Złodziej groził ekspedientce młotkiem. Ukradł kilkaset złotych. Został aresztowany dzięki uważności policjanta po służbie.
Na początku grudnia w jednym ze sklepów w Piasecznie doszło do niebezpiecznego rozboju. - Sprawca wykorzystał fakt, że w sklepie nie było innych klientów, podszedł do sklepowej lady, wyciągnął z kieszeni młotek i zagroził pracującej tu kobiecie jego użyciem. Wyrażając wobec niej groźby, wyciągnął ze sklepowej kasy kasetę z pieniędzmi i skradł z niej kilkaset złotych - relacjonuje rzecznik KPP Piaseczno nadkom. Jarosław Sawicki.
Policjanci z Komendy Powiatowej Policji w Piasecznie od tamtego czasu prowadzili intensywne działania operacyjne w tej sprawie. Między innymi ustalony został wizerunek sprawcy, z którym zapoznani zostali wszyscy funkcjonariusze podległych jednostek. To pozwoliło rozpoznać sprawcę jednemu z policjantów z wydziału kryminalnego z Piaseczna w czasie wolnym od służby. W miniony weekend zauważył on nieopodal Konstancina-Jeziorny mężczyznę podejrzewanego o dokonanie tego przestępstwa. Poprosił o wsparcie piaseczyńskich patrolowców.

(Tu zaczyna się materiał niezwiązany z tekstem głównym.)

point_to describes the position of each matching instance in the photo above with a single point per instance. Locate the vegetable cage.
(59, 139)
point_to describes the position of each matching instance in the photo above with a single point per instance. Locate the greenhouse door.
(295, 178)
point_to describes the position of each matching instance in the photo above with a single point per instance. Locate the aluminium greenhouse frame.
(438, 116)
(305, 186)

- Jednak tuż przed ich przybyciem mężczyzna najprawdopodobniej zorientował się w sytuacji i podjął próbę ucieczki. Funkcjonariusz dokonał wówczas jego obezwładnienia i zatrzymania - informuje nadkom. Jarosław Sawicki. - Policjantem jest się przez całą dobę, w służbie i poza nią. Dowiódł tego nasz funkcjonariusz swoją zdecydowaną reakcją i wyczuciem - podkreśla.

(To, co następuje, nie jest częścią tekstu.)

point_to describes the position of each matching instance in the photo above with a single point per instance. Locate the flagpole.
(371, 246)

37-latek trafił do policyjnej celi. Dalsze czynności poprowadzili policjanci z wydziału dochodzeniowo- śledczego. Zebrany przez nich materiał dowodowy wraz z wnioskiem o zastosowanie środka zapobiegawczego w postaci tymczasowego aresztu został skierowany do prokuratora. Sąd do wniosku się przychyli i najbliższe trzy miesiące 37-latek spędzi w jednym z aresztów śledczych. Przestępstwo rozboju zagrożone jest karą pozbawienia wolności do lat 12.